- Air Force Recognition Ribbon
- Type: Ribbon
- Presented by: the Department of the Air Force
- Eligibility: receive "non-portable" awards for accomplishment and excellence while serving on active duty
- Status: Current
- First award: 1980

Precedence
- Next (higher): Outstanding Airman of the Year Ribbon
- Next (lower): American Defense Service Medal

= Air and Space Recognition Ribbon =

US military award

The Air and Space Recognition Ribbon (ASRR) is a military award of the United States Air Force and United States Space Force which was first created in October 1980 as the Air Force Recognition Ribbon. The ribbon is intended to recognize those who have received "non-portable" awards for accomplishment and excellence while serving on active duty in the United States Air Force or United States Space Force. On 16 November 2020, the Air Force Recognition Ribbon was renamed to the Air and Space Recognition Ribbon by the Secretary of the Air Force.

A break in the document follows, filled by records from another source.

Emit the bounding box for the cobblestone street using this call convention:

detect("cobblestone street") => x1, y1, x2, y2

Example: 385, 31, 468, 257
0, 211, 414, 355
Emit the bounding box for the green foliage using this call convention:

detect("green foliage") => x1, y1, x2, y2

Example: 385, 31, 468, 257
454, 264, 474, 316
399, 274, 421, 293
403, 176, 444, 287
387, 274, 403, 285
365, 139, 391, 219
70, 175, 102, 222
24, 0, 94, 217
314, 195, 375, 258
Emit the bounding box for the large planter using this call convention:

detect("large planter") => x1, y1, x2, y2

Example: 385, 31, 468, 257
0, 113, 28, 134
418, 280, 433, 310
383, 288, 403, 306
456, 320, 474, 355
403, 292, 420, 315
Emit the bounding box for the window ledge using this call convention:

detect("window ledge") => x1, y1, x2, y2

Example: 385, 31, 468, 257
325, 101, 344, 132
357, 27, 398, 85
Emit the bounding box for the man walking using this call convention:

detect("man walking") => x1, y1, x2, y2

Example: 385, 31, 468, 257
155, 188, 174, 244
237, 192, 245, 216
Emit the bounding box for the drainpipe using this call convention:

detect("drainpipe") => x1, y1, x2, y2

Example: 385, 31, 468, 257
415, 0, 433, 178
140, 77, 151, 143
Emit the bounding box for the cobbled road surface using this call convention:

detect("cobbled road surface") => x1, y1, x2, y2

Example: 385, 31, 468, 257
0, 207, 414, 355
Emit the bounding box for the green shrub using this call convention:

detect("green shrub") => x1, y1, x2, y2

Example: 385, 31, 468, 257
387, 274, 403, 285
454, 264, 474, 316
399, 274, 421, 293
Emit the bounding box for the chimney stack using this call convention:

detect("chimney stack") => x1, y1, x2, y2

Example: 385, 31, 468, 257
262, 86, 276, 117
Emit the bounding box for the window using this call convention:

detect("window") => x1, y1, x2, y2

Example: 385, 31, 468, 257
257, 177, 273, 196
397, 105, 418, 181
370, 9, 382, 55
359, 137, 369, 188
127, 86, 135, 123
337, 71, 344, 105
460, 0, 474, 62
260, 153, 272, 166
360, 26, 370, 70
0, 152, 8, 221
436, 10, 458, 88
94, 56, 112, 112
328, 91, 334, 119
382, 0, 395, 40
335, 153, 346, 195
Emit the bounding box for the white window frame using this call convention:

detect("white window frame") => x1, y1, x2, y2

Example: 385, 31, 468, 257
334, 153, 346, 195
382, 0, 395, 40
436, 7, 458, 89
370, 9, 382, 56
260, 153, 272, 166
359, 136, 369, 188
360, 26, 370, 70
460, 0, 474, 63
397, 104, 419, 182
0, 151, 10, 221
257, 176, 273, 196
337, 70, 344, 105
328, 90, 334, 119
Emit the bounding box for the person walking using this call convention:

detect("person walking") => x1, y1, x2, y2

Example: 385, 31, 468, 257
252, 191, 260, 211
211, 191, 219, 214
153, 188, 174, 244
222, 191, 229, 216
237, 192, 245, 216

To receive the Air and Space Recognition Ribbon, a service member must receive a designated trophy, plaque, or other award (such as the Sijan Leadership Award) through an achievement as specified by Air Force regulations. The ribbon is thus intended to recognize awards which cannot otherwise be displayed on a military uniform; as such, this award is typically presented in combination with an Air Force or Space Force level annual award.

Additional awards of the Air and Space Recognition Ribbon are denoted by oak leaf clusters.